While Alice’s mother is pressing her to find a man and settle down, she doesn’t know that her young daughter has indeed found someone. But that someone is married and Alice becomes pregnant after just one night together.
It’s 1933 and to avoid the inevitable scandal, Alice’s mother reaches out to her childhood friend, a maid at Fiercombe Manor. Lord Stanton and his wife live abroad and after the story Alice’s mother spins – a tragic tale a young husband struck down in an accident – they offer up their home as a place of rest and respite for the duration of Alice’s pregnancy.
Fiercombe Manor is an ominous place and Alice immediately begins to feel weighed down by the secrets of its past.
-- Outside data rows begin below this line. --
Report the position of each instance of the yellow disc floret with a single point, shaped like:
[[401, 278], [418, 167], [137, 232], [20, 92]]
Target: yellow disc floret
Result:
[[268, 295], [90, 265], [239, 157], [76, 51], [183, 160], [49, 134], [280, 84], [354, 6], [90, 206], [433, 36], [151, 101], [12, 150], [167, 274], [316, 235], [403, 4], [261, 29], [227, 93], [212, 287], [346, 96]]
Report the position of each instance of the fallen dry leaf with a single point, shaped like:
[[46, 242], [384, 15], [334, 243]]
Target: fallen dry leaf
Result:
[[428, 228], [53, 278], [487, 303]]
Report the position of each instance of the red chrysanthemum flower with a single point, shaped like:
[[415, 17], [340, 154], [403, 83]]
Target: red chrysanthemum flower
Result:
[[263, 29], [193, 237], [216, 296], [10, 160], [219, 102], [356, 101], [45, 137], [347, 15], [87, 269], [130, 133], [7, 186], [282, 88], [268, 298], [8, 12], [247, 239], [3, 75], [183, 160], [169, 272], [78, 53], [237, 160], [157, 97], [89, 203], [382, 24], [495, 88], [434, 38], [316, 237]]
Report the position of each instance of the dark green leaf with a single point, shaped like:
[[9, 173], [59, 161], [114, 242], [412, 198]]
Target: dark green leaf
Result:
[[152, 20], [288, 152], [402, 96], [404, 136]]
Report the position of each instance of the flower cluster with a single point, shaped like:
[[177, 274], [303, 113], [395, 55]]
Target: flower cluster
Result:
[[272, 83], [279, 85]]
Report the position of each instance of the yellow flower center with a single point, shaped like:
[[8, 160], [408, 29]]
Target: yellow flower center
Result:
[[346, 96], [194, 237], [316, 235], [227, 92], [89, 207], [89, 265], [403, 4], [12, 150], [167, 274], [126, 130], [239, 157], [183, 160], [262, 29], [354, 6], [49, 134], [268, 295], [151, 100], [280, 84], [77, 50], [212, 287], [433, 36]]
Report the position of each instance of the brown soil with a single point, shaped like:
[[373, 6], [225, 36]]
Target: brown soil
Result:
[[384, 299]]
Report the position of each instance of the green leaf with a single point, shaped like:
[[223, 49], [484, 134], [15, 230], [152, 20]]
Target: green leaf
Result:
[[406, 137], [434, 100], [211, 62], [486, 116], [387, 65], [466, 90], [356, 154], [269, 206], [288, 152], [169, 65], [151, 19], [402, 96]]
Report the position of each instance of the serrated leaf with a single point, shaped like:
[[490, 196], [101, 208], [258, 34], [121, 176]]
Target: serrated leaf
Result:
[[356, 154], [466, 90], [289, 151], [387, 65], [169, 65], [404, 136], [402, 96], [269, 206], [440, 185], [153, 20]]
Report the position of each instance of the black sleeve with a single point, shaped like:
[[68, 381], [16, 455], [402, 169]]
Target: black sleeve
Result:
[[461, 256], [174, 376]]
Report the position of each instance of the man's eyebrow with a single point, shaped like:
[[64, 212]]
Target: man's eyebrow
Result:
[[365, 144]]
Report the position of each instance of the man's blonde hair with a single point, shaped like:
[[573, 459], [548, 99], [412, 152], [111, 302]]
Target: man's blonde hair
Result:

But as she tries to learn more, the few remaining servants become very secretive, especially when Alice asks them about the previous Lady Stanton, a woman whose fate seems to be a mystery even to the locals.
Kate Riordan spins this tale with two narrators and two timelines – Alice in 1933 as she waits out her term and Elizabeth in 1898 who is expecting her second child. Strangely, in Alice’s timeline no one really talks about Elizabeth. Alice learns that Elizabeth’s husband died, leaving his brother to inherit both the estate and mounting debts. She also learns that Elizabeth’s home, built by the deceased Lord Stanton, and its contents were all auctioned off just ten years after being built. All that remains of that home – Stanton House – is an overgrown foundation, the garden wall, and a glasshouse Alice has been forbidden from entering.
As Alice finds more and more clues about Elizabeth, Elizabeth herself shares pieces of her story. We meet her in alternating chapters as well as diary entries that Alice discovers hidden on the estate. Both women are very well drawn and their stories are both captivating and suspense laden. Fiercombe Manor is a great atmospheric read and a nice blend of mystery and drama.
(Published as The Girl in the Photograph in the UK.)
3/15 Becky LeJeune
FIERCOMBE MANOR by Kate Riordan. Harper (February 17, 2015). ISBN: 978-0062332943. 416p.